L’Iran non ha ancora commentato ufficialmente le dichiarazioni di Trump, ma in precedenza Esmail Baqaei, il portavoce del ministro degli Esteri iraniano, aveva detto alla tv di Stato che Iran e Stati Uniti avevano effettivamente avvicinato le rispettive posizioni. Aveva però anche specificato che questo non significava che i due paesi avessero raggiunto un accordo su alcuni dei punti più importanti delle trattative.

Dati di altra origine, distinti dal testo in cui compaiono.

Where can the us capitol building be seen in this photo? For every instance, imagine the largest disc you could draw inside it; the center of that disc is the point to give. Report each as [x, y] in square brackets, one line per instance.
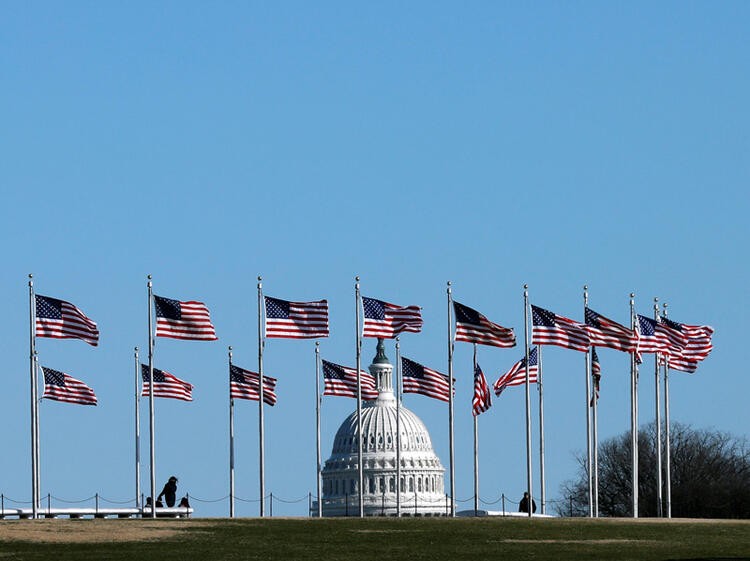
[422, 473]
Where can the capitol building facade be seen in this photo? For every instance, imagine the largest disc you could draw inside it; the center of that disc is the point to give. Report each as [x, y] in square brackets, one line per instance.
[421, 476]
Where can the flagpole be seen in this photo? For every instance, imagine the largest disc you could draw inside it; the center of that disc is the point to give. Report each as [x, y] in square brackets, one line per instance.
[398, 428]
[261, 435]
[317, 429]
[542, 476]
[33, 397]
[450, 400]
[667, 443]
[231, 438]
[476, 447]
[587, 360]
[360, 469]
[528, 397]
[137, 430]
[634, 414]
[151, 395]
[595, 449]
[657, 399]
[38, 430]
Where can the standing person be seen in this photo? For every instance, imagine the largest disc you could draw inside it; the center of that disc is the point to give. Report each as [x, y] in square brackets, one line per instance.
[523, 506]
[169, 492]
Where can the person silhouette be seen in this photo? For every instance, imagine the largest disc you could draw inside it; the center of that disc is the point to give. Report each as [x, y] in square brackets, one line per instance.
[169, 492]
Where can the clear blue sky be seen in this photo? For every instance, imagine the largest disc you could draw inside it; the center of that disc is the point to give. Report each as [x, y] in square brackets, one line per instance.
[491, 144]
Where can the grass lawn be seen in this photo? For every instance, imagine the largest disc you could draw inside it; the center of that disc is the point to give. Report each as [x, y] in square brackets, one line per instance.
[374, 538]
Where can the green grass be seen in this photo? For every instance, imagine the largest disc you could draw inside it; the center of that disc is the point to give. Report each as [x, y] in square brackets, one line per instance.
[413, 539]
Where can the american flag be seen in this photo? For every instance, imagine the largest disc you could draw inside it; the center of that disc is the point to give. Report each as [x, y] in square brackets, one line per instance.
[422, 380]
[604, 332]
[596, 374]
[697, 347]
[386, 320]
[516, 376]
[243, 384]
[166, 385]
[342, 381]
[473, 327]
[183, 320]
[551, 329]
[62, 320]
[482, 400]
[296, 320]
[58, 386]
[658, 337]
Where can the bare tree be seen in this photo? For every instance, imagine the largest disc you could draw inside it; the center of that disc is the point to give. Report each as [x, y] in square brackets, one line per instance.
[710, 476]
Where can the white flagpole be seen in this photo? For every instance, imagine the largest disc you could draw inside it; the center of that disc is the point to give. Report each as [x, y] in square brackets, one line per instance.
[360, 467]
[261, 435]
[34, 404]
[657, 399]
[137, 430]
[39, 397]
[476, 447]
[667, 443]
[231, 438]
[450, 400]
[587, 376]
[151, 395]
[595, 448]
[398, 427]
[529, 489]
[542, 476]
[317, 429]
[634, 413]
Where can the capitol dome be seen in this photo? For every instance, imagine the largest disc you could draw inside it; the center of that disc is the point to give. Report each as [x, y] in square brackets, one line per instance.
[422, 473]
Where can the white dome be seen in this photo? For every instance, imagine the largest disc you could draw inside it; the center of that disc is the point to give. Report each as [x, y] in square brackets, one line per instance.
[422, 473]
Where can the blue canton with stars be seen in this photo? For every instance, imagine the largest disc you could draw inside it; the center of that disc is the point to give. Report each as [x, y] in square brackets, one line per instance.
[542, 317]
[464, 314]
[167, 308]
[374, 309]
[275, 308]
[48, 308]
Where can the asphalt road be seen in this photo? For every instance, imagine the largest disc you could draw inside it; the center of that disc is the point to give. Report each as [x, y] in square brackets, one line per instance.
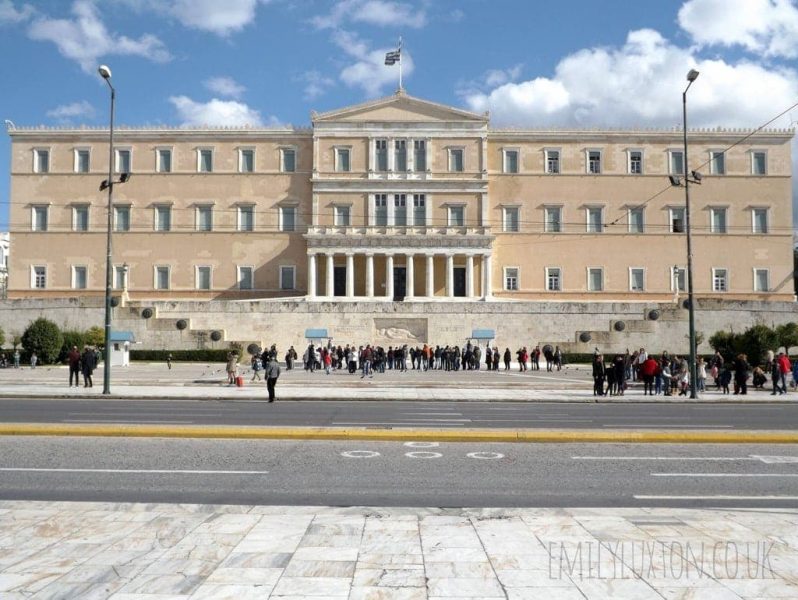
[387, 414]
[396, 474]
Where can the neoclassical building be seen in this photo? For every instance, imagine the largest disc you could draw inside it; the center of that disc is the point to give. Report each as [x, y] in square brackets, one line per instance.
[401, 199]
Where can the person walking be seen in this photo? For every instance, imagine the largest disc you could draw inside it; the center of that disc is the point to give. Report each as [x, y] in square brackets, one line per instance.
[272, 373]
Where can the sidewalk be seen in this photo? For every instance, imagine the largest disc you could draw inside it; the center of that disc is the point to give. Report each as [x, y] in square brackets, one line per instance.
[95, 551]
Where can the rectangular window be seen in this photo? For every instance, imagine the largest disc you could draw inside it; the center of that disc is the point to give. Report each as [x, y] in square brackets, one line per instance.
[553, 279]
[456, 160]
[637, 279]
[245, 278]
[511, 279]
[553, 222]
[161, 278]
[343, 216]
[595, 279]
[717, 220]
[164, 160]
[511, 220]
[163, 218]
[594, 161]
[720, 280]
[287, 218]
[420, 155]
[760, 220]
[594, 220]
[246, 218]
[759, 163]
[342, 164]
[511, 161]
[761, 280]
[287, 278]
[205, 218]
[80, 218]
[79, 278]
[636, 220]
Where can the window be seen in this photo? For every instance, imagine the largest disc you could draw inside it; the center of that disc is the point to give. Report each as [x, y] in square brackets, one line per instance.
[79, 278]
[553, 279]
[80, 218]
[720, 280]
[122, 160]
[164, 160]
[163, 217]
[717, 218]
[510, 161]
[456, 160]
[38, 277]
[342, 164]
[82, 157]
[595, 279]
[205, 218]
[381, 155]
[636, 220]
[761, 280]
[41, 161]
[594, 161]
[419, 210]
[381, 210]
[635, 162]
[759, 163]
[400, 155]
[552, 162]
[511, 220]
[203, 278]
[676, 219]
[553, 219]
[717, 163]
[288, 160]
[637, 279]
[420, 155]
[121, 218]
[205, 160]
[594, 219]
[246, 218]
[342, 216]
[287, 218]
[456, 216]
[759, 217]
[39, 218]
[676, 162]
[287, 278]
[511, 279]
[246, 160]
[245, 278]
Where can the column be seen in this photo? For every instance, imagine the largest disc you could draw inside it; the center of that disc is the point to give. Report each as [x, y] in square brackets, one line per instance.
[311, 275]
[389, 276]
[370, 275]
[350, 275]
[411, 276]
[330, 289]
[470, 276]
[450, 275]
[430, 275]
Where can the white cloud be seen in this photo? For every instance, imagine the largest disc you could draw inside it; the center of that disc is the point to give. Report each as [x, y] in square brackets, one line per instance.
[767, 27]
[85, 38]
[225, 86]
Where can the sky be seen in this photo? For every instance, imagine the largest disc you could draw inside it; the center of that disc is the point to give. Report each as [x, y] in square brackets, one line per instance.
[531, 63]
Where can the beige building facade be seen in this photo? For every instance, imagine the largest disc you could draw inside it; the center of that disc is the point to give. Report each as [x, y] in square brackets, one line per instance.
[401, 199]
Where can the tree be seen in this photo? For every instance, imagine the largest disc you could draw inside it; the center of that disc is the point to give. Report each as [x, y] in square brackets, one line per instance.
[44, 338]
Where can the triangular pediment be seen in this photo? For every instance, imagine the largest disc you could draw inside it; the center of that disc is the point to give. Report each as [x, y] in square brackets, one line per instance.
[399, 108]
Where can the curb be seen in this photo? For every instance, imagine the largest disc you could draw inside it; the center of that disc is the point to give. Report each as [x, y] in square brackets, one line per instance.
[440, 435]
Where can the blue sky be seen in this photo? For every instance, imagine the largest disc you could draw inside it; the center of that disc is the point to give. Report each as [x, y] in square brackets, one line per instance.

Ha invece smentito la ricostruzione di Trump l’agenzia Fars, considerata molto vicina ai Guardiani della rivoluzione iraniani, il corpo armato più potente e intransigente del paese. Ha scritto che le dichiarazioni di Trump sono «inconsistenti con la realtà», e ha specificato che lo stretto di Hormuz rimarrà sotto il controllo dell’Iran.
La guerra iniziata da Stati Uniti e Israele quasi tre mesi fa sta causando enormi problemi all’economia e agli approvvigionamenti energetici globali, con gravi conseguenze anche sul tasso di popolarità di Trump, che per questo ha fatto continuamente annunci perentori, commenti spericolati e descrizioni false dello stato delle trattative. Nei giorni scorsi aveva per esempio minacciato un «grande attacco» contro l’Iran se non si fosse raggiunto entro il weekend un accordo, che a suo dire l’Iran stava «implorando».